LETS GO AMD!!! by Oseltamivir · Pull Request #1229 · SemiAnalysisAI/InferenceX

Oseltamivir · 2026-04-29T18:20:52Z

Refreshed as #1260

DSV4 ATOM optimizer via custom hand-prompted AI codegen AITER kernel

Builds on ROCm/ATOM#650 to bring DeepSeek-V4 (DSv4) FP4 support to ATOM on MI355X, with runtime AITER performance overlays and custom Triton kernels for sparse attention and indexer operations.

Key changes

DSv4 ATOM runtime overlay (dsv4_fp4_mi355x_atom.sh): Patches feat(deepseek_v4): PR1 skeleton — end-to-end inference with triton MoE ROCm/ATOM#650 at launch to give each request persistent DSv4 KV/compressor/indexer cache slots, unblocking CONC>1 serving. Batches attention projections, mHC, and MoE/FFN layer-by-layer across active requests while keeping sparse attention per-sequence.
AITER DSv4 perf stack: Assembles a custom AITER build from upstream main (ROCm/aiter@bb4ea92) plus cherry-picked performance PRs:
- ROCm/aiter#2822 — batched MXFP4 GEMM speedup on gfx950
- ROCm/aiter#2900 — MXFP4 scale padding fix for non-256 K
- ROCm/aiter#2642 — TP=4/8 MXFP4 MoE dispatch fix
- ROCm/aiter#2998 — related upstream AITER work
Custom Triton kernels (from Oseltamivir/aiter@0923d27):
- sparse_mqa_sink — DSv4 sparse MQA sink Triton op replacing the Torch fallback in PR650's sparse_attn_v4.py
- dsv4_indexer — DSv4 Indexer scorer/top-k Triton op with batched API support
- 4×128 sparse-attn tile (configurable via ATOM_DSV4_AITER_SPARSE_ATTN_* env vars) reducing repeated QK score work for D=512
Sweep expansion: CONC range expanded from 1-only to 1–8 (1k1k) and 1–4 (8k1k); TP=4 comparison points added to test whether fewer ranks reduce the cross_device_reduce communication bottleneck observed in profiling (~49% of GPU kernel time at TP=8).
AITER kernel test runner (runners/test_dsv4_aiter_kernels.sh): Standalone test harness for validating the overlaid AITER sparse MQA and indexer Triton kernels on MI355X.
Benchmark infrastructure: Added benchmark_lib.sh helpers for eval-only benchmark mode and DSv4 evaluation support in backend_request_func.py / benchmark_serving.py.

Related upstream work

github-actions · 2026-04-29T18:21:03Z

Thanks for the contribution!

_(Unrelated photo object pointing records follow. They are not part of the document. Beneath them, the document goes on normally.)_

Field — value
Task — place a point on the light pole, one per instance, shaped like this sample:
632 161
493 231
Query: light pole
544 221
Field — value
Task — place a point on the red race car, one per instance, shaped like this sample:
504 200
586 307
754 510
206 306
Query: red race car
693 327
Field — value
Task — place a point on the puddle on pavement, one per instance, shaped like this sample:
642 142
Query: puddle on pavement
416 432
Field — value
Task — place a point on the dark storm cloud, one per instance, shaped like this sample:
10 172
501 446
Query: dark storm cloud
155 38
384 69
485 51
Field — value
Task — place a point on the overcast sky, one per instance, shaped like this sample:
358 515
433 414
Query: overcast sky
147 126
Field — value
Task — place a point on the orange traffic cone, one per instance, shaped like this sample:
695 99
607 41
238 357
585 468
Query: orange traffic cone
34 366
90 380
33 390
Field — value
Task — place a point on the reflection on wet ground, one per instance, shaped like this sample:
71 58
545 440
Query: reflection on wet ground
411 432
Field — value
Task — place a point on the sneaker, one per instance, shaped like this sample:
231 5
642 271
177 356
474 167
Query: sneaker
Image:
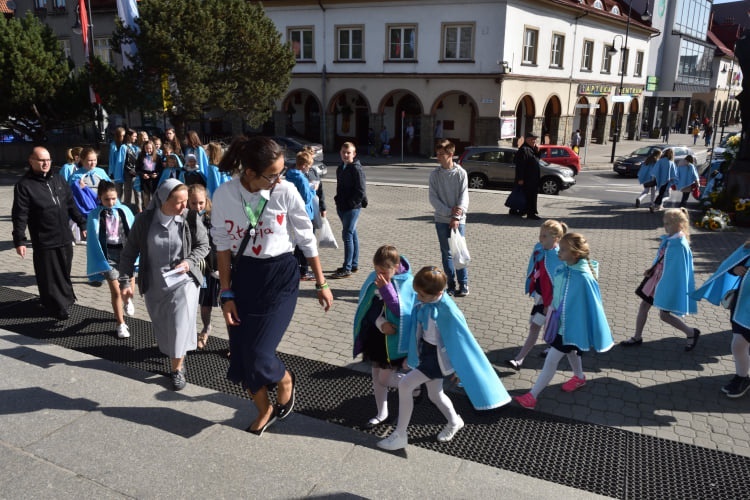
527 401
341 274
179 381
738 387
573 384
450 430
129 308
396 441
123 331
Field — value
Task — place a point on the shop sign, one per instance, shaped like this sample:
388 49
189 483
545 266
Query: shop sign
594 89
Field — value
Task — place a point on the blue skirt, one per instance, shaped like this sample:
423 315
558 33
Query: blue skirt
266 293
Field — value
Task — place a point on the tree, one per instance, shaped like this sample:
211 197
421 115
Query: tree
36 84
199 54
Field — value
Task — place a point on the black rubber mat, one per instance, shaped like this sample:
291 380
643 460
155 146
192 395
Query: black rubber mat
594 458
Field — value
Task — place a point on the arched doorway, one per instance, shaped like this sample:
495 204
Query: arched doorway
600 121
525 112
302 115
551 121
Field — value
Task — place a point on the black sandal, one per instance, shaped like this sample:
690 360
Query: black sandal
632 342
693 341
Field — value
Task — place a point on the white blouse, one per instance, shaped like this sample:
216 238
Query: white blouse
283 225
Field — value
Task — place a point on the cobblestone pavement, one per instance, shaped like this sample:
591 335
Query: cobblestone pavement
656 389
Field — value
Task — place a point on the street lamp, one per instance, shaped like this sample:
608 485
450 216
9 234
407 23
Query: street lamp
77 28
645 17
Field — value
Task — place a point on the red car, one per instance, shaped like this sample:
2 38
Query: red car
560 155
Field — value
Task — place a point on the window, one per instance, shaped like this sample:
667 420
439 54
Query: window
607 59
638 64
556 55
102 50
530 38
624 57
350 43
301 41
458 41
402 42
587 57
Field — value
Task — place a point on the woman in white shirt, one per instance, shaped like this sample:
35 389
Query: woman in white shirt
259 288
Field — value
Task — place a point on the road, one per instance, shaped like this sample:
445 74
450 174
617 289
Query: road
602 185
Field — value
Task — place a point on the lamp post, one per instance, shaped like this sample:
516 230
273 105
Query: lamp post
77 28
624 47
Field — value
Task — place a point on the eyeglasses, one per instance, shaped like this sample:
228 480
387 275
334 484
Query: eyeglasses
275 177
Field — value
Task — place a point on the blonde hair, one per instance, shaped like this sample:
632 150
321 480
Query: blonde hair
430 280
387 256
679 217
554 227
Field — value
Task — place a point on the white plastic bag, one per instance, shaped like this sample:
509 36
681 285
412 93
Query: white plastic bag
459 250
325 235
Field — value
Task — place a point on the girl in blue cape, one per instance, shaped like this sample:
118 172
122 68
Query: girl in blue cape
670 281
732 275
383 316
107 229
542 265
576 320
440 343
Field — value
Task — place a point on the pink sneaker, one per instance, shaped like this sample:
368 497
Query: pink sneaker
573 384
527 401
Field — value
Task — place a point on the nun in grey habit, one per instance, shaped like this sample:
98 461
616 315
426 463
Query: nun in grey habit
172 248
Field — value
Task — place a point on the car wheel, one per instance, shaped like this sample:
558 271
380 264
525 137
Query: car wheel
550 185
477 181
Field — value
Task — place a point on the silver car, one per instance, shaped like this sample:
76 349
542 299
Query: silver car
487 165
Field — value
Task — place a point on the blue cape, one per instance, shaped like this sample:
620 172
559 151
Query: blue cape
722 281
582 319
96 260
406 299
479 378
677 280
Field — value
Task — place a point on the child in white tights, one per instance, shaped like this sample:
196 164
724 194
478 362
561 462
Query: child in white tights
440 343
576 321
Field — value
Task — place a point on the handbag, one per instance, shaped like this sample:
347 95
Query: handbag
326 239
459 250
516 199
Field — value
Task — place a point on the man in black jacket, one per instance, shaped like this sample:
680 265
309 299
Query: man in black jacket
350 198
527 173
43 202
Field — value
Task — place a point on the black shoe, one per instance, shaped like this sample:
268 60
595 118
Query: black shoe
284 410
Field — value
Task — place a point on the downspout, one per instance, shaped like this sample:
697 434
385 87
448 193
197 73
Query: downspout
323 78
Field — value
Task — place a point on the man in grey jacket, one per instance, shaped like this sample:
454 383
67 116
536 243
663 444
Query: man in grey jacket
449 196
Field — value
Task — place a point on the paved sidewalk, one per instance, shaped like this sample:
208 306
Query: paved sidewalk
74 426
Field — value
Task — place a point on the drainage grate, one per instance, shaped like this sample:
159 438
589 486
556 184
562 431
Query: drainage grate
595 458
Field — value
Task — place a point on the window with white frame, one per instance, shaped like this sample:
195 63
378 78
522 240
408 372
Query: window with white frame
458 41
300 39
638 64
350 40
402 41
530 42
607 59
556 51
102 50
587 58
624 57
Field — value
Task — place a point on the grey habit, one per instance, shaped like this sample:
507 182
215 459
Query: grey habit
164 241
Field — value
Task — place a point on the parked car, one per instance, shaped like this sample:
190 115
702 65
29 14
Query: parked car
560 155
294 145
487 165
629 165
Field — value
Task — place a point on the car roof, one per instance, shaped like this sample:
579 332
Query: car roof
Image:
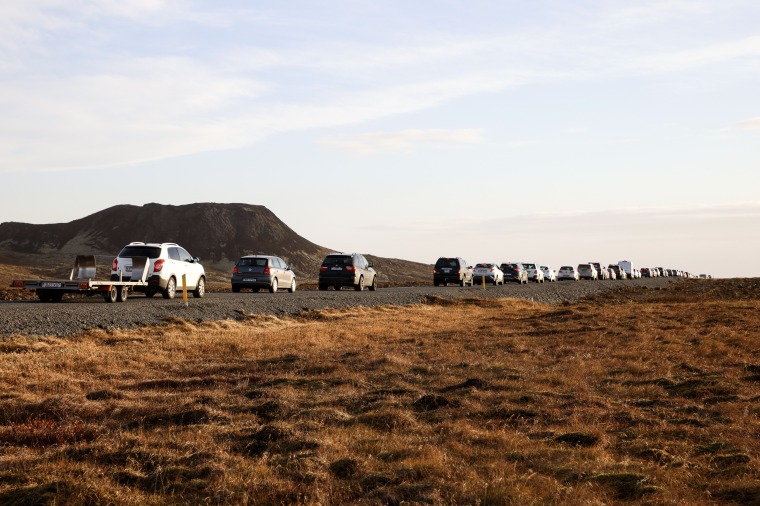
155 244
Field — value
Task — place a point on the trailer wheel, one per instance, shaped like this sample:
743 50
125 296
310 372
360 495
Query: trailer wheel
200 289
171 289
111 295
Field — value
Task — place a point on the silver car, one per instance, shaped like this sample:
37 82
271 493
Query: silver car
534 272
262 271
567 272
490 272
168 263
587 271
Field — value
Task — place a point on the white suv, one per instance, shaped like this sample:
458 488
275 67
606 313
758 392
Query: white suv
167 263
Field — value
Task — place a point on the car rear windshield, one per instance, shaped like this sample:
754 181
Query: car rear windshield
253 262
447 262
140 251
337 260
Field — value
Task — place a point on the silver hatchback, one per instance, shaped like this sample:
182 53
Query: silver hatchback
262 271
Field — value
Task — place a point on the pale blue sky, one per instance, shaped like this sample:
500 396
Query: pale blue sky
546 131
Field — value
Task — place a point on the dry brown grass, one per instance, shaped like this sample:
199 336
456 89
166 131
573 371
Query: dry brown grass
650 396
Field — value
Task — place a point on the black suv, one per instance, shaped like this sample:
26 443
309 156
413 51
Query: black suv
515 272
452 270
347 269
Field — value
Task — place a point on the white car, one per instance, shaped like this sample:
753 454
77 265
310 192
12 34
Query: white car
568 272
489 271
550 274
167 263
534 272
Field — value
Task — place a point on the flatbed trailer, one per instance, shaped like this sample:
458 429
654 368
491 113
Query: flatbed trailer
81 281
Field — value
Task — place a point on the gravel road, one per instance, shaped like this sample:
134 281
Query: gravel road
77 314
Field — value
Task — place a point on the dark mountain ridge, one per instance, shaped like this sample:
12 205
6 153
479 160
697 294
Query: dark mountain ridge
217 233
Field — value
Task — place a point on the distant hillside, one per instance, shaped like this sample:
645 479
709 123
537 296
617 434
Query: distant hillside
217 233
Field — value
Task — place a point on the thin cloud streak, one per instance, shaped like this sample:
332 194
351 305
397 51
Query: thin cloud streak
404 141
136 108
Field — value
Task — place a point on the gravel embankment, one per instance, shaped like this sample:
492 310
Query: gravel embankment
77 314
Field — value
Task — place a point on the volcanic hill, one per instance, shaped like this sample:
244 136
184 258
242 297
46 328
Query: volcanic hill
217 233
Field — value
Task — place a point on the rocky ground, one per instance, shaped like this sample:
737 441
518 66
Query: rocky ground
77 314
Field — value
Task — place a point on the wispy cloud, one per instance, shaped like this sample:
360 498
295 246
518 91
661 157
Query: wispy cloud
749 124
122 81
406 140
700 56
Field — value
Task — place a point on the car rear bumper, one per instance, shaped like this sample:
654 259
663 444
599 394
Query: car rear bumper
349 280
447 278
252 280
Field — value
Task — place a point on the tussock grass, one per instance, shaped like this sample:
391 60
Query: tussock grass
645 396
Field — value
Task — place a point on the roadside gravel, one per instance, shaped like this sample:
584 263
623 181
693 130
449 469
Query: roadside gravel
78 314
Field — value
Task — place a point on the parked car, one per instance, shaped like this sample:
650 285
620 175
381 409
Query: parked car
587 271
347 269
490 272
167 263
514 271
262 271
550 274
629 269
534 273
452 270
619 272
568 272
601 273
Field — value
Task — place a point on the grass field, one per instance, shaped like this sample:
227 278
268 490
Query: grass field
647 395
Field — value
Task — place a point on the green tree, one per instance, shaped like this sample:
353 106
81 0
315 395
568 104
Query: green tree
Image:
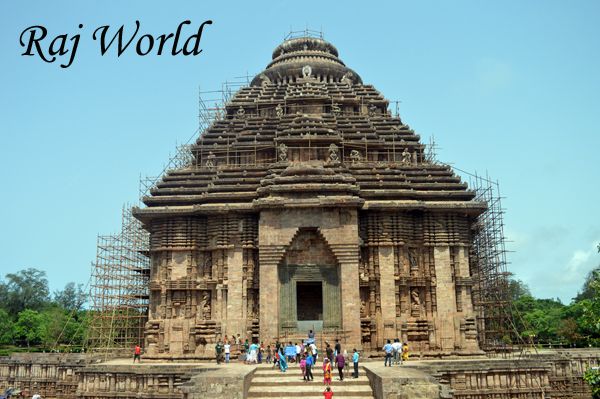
29 328
71 298
26 289
7 328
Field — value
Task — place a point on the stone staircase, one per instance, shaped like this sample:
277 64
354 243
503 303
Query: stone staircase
269 382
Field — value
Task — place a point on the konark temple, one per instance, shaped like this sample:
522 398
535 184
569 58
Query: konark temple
305 205
309 206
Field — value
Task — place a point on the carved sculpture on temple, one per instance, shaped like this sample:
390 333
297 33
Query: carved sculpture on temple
282 152
415 305
406 157
333 153
205 305
335 109
355 156
210 160
306 71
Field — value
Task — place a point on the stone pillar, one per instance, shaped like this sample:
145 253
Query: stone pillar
387 291
446 299
462 262
235 302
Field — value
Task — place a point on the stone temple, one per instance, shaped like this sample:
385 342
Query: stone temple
307 205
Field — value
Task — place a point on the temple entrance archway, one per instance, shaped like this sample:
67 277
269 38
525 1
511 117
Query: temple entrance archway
309 294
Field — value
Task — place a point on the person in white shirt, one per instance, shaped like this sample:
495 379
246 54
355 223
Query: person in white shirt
397 347
227 349
298 352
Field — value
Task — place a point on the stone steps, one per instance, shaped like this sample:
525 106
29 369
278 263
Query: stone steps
269 382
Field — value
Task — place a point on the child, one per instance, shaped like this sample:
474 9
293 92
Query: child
268 354
303 366
327 372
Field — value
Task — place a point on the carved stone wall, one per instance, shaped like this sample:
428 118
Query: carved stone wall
203 283
415 281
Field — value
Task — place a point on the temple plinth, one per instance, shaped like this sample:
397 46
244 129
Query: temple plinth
307 205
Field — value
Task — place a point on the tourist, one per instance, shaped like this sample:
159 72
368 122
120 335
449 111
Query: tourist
261 350
269 354
227 350
405 351
303 366
253 355
137 353
329 352
290 352
276 359
218 351
327 372
282 362
397 351
313 350
340 363
311 337
388 349
310 361
355 362
298 352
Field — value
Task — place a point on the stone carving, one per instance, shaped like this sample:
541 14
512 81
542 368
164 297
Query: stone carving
264 80
282 152
205 305
372 110
414 296
355 156
347 78
210 160
415 304
306 71
406 157
333 153
336 110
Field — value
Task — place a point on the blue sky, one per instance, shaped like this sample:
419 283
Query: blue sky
511 88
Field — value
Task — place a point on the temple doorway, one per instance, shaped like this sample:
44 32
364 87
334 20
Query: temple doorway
309 285
309 300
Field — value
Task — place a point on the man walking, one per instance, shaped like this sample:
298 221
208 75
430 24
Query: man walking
388 349
310 361
227 348
218 351
341 362
137 353
355 362
397 351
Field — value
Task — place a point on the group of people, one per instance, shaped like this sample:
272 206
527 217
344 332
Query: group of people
396 352
249 353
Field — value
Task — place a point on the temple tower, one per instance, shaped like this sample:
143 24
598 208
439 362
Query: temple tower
307 205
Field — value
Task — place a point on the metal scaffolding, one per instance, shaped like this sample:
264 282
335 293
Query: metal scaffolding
489 268
119 288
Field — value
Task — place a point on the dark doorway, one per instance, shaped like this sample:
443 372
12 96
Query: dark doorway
309 300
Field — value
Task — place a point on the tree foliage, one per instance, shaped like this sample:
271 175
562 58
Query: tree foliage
29 318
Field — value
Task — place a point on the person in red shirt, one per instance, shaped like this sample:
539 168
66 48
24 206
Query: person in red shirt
137 353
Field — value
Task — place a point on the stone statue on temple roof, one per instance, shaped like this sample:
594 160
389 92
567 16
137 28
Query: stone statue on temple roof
282 152
333 153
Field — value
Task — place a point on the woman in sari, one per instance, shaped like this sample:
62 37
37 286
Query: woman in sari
282 361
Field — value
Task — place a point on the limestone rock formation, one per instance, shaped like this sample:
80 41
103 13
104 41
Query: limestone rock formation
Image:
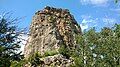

For vLLM & SGLang, please ensure that your recipes is similar to the official vLLM recipes and/or the SGLang cookbook

If it is not, please create a PR first before we can merge your PR into the master branch. Let's ensure that the documentation is first class such that the entire ML community can benefit from your hard work! Thank you

PR authors are responsible for ensuring that after merging, all GitHub Action jobs fully pass. A lot of the time, failures are just flakes and simply re-running the failed jobs will fix it. If re-running failed jobs is attempted, PR authors are responsible for ensuring it passes. See GitHub's docs on re-running failed jobs: https://docs.github.com/en/actions/how-tos/manage-workflow-runs/re-run-workflows-and-jobs#re-running-failed-jobs-in-a-workflow

As a rule of thumb, generally, PR authors should request a review & get a PR approval from the respective companies' CODEOWNERS before requesting a review from core maintainers.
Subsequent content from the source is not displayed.